Timur Budak ist das, was man einen Typen nennt. Der 30-Jährige kann reden ohne Punkt und Komma. Und gute Geschichten erzählt er. Wie etwa die von der Namensfindung. 94 Icemen. Warum 94 Icemen? Budak muss da etwas weiter ausholen. „Ich hatte einen bestimmten Anspruch ans Branding“, sagt er, „cool sollte der Name sein und wirklich etwas aussagen." Nächtelang, so erzählt er, hätten seine Freunde und er zusammengesessen. Als alle Ideen ins Leere liefen, habe er sich gefragt: Wer hat das Eis eigentlich erfunden? Tatsächlich kreisen um diese Frage viele Theorien und Mythen. Interessant findet Budak die Legende, nach der Kaiser Nero von seinem Palast aus zugeschaut haben soll, wie Rom einst brannte. Er soll dabei genüsslich ein Eis verspeist haben. „Mit der Story hätte man arbeiten können“, sagt Budak, „aber sie ist nicht zu beweisen.“
Eis für den Kaiser von China
Also? 94 Icemen heißt 94 Icemen, weil der Kaiser von China einst 94 mutige Männer beschäftigt haben soll, die er regelmäßig losschickte, um in den Bergen nach Eis zu suchen. In dicken Holztruhen transportierten sie Blöcke von Gletschereis vom Gipfel hinab zum Hof, dort verfeinerten sie die kühle Speise mit Früchten und gaben Milch dazu. „Das war das erste Milchspeiseeis der Geschichte“, sagt Timur Budak. Und so wie die historischen 94 Icemen den Kaiser von China verwöhnt haben, wollen die modernen 94 Icemen die Menschen von heute verwöhnen.

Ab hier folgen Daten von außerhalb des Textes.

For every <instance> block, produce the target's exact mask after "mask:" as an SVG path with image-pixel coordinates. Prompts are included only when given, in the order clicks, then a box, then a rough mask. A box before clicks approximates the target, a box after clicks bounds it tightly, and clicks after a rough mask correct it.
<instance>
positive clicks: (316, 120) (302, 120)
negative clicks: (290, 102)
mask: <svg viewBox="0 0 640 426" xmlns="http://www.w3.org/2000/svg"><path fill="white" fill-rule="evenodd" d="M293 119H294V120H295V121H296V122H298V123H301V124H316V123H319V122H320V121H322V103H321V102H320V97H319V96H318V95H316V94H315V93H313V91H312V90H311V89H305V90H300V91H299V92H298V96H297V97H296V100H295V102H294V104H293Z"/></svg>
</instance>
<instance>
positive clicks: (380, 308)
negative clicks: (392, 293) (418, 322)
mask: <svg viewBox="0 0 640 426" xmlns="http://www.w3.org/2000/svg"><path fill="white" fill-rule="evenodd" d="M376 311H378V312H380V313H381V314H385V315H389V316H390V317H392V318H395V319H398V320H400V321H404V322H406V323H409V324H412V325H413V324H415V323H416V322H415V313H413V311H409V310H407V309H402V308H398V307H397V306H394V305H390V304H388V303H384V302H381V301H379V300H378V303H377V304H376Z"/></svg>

Mehr als 25 Zutaten stecken heute in herkömmlichen Eissorten. Kaum ein 500-Gramm-Becher kommt mit weniger als 1500 Kalorien aus, das sind drei Viertel des Tagesbedarfs einer erwachsenen Frau. Bei 94 Icemen kommen höchstens acht Zutaten in den Becher, und 100 Gramm vom veganen Erdbeer-Granatapfelsorbet haben gerade einmal 50 Kalorien. Die ersten 75 000 Becher der Sorten Vanille, Erdbeer und Schokolade zu je 300 Gramm hat Jungunternehmer Budak inzwischen verkauft.
Das Eis von 94 Icemen liegt in den Tiefkühlkostabteilungen von 250 inhabergeführten Geschäften und Edeka-Supermärkten im gesamten norddeutschen Raum. Die Startinvestition in sechsstelliger Höhe ist aufgebraucht, jetzt will das junge Unternehmen den nächsten Schritt machen. Deutschlandweit würde Budak das Eis gern vertreiben. Er sucht jetzt einen großen Discounter, vielleicht findet er auch einen strategischen Partner oder Investor, das wär’s.
Bis jetzt hat Budak noch jede Herausforderung gemeistert, auch wenn es nicht immer leicht war. „Ich lebe meinen Traum“, sagt Budak. Aber zur Wahrheit gehört auch, dass sich der Traum manchmal wie ein Albtraum angefühlt haben muss. Als die ersten 75 000 georderten Eisbecher Fehldrucke waren und er deshalb die Markteinführung 2018 vom Sommer in den Herbst verschieben musste. Als die Banken sich anfangs mit Krediten zurückgehalten haben und der Vertrieb zunächst viel zu viel Geld verschluckt hat. Als langjährige Branchenkenner den Enthusiasmus des Jungunternehmers bremsen wollten. „Eis ohne Zucker?“, sagt Budak, „das habe er noch nie erlebt, und das ginge auch gar nicht, hat mir mal ein erfahrener Produktionsleiter klipp und klar gesagt.“ Budak hat sich davon nicht entmutigen lassen.
"Silicon Walle"
Hergestellt wird sein Eis heute von der Firma Gelato Classico aus Hilter im Osnabrücker Land. Die ersten Kredite haben ihm schließlich vier Banken aus der Region gewährt. Von erfahrenen Experten hat er sich Tipps zur Gründung geholt. Den Vertrieb hat er inzwischen verschlankt. Und sein Büro teilt er sich in der Überseestadt mit mehreren sogenannten Co-Workern, die vor allem Apps entwickeln. Hier sitzt er an einem Schreibtisch, neben ihm ein kleiner Kühlschrank mit ein paar Bechern Eis darin, vor ihm Rechner, Monitor und ein Telefon, links an der Wand ein Poster: Aufschrift „Silicon Walle“.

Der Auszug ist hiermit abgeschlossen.